El amor según Haneke comporta acatar una responsabilidad ineludible pero sólo tomada bajo el ejercicio del libre albedrío. La adversidad es total, y tanto Anne y Georges lo saben desde el inicio. Se avecina lo peor, pero al amor sería aquí la acción conjunta de una resistencia digna. No se trata de un “hasta que la muerte los separe” sino más bien “hasta que la vida nos lo permita”. Georges, llegado el momento, tomará una doble decisión capital. En este sentido, Amor es la  inversión exacta de la familia que decide suicidarse en cooperativa. El nihilismo de antaño aquí está eclipsado. El deseo de existir persiste en la medida que la condiciones físicas de existencias estén garantizadas. Naturalmente, tratándose de una pareja de clase media europea, las condiciones materiales sí están al orden del día. 870 euros por tres jornadas de trabajo es lo que se le pagará a una enfermera, instante en el que asoma discretamente el desprecio de clase y el antihumanismo paradójico de Haneke, cuya versión cómica se expresa al inicio a propósito del entierro de un amigo cercano. A Georges le parece absurdo y molesto. ¿Y quién podría estar en desacuerdo cuando en el sepelio, según cuenta Georges, ha sido musicalizado con Yesterday de los Beatles?
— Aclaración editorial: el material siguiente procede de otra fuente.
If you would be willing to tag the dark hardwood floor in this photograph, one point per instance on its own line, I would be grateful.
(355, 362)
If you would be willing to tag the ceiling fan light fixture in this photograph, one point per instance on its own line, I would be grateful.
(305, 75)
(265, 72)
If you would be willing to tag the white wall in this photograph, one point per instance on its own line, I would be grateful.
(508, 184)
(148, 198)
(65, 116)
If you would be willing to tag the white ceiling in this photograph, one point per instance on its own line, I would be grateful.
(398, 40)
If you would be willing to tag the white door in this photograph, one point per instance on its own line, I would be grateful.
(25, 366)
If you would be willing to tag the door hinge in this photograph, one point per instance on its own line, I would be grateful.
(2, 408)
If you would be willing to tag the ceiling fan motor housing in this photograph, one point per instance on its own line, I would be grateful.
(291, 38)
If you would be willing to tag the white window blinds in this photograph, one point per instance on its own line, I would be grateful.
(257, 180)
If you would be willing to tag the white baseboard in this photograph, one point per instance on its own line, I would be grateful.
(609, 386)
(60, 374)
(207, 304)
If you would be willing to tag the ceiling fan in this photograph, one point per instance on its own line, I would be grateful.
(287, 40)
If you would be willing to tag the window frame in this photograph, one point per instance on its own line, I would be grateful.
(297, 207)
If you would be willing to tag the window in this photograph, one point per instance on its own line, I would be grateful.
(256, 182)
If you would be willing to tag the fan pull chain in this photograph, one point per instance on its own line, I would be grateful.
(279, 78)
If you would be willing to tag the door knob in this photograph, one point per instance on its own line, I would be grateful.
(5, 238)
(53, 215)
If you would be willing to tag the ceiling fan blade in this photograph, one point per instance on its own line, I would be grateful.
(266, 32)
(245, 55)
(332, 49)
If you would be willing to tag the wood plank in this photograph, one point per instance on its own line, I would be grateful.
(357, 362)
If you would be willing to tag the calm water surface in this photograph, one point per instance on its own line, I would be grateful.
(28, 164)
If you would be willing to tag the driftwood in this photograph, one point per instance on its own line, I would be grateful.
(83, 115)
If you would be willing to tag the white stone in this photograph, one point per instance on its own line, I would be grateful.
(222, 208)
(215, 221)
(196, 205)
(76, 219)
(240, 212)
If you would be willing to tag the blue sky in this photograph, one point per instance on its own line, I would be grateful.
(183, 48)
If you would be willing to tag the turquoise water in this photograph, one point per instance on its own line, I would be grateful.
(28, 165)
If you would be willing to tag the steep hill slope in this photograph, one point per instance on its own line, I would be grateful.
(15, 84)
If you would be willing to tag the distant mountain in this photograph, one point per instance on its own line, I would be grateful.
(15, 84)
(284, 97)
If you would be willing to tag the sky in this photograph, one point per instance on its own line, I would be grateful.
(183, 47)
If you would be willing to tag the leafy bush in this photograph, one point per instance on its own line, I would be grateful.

Como en otras películas de Haneke, la vida onírica juega un rol en la economía libidinal de sus sujetos como en la economía narrativa de sus películas. La secuencia onírica de Amor remite un poco a esos escenario lynchianos. Aquí Haneke demuestra su talento para el horror. El sonido de un timbre, la inundación del pasillo de camino al ascensor y una mano bastan para transmitir el reordenamiento psíquico frente a una experiencia traumática. Soñar el horror es curiosamente un modo de conjurarlo.

Pero Amor no sería el film que es sin la presencia de Jean-Louis Trintignant y Emmanuelle Riva. La interacción verbal es notable. Cada línea se pronuncian en el tiempo necesario. Allí está la música del film. Incluso ver almorzar o cenar a la pareja constituye un acto de gracia. Haneke ha comprendido que la clave de su film pasa por entender y registrar el acoplamiento de dos personas diferentes que han aprendido a vivir juntos desde hace décadas. Filmar esa relación entre cuerpo, tiempo y palabra es la principal virtud del austríaco. Ese contrapunto en todos los órdenes entre una señal que emite Georges y la respuesta que da Anna y viceversa es el misterio de Amor. Y un plus proviene, sin duda alguna, de una dimensión extracinematográfica. Trintignant y Riva no componen sus personajes desde un estudio o un trabajo de research com preguntó una colega enla conferencia de prensa. El “método aquí es ontológico y no se trata precisamente de un trabajo sobre la memoria emotiva del intérprete. Los dos actores redireccionan un saber de primera mano al servicio de la ficción. Esto  no se obtiene por una vía hermenéutica sino por una experiencia directa con los achaques del envejecimiento.

Después está la famosa paloma que visita la casa en dos oportunidades. Allí los hermeneutas verán signos del más allá, una metáfora de la vida, la muerte, lo perverso. Ese pájaro espantoso, ave burgués por excelencia, probablemente no tiene mensaje alguno que difundir. No es una paloma mensajera. Es un bicho de mierda que irrumpe. Su presencia es azarosa, acaso una distracción misteriosa en una película que en varios pasajes parece perfecta.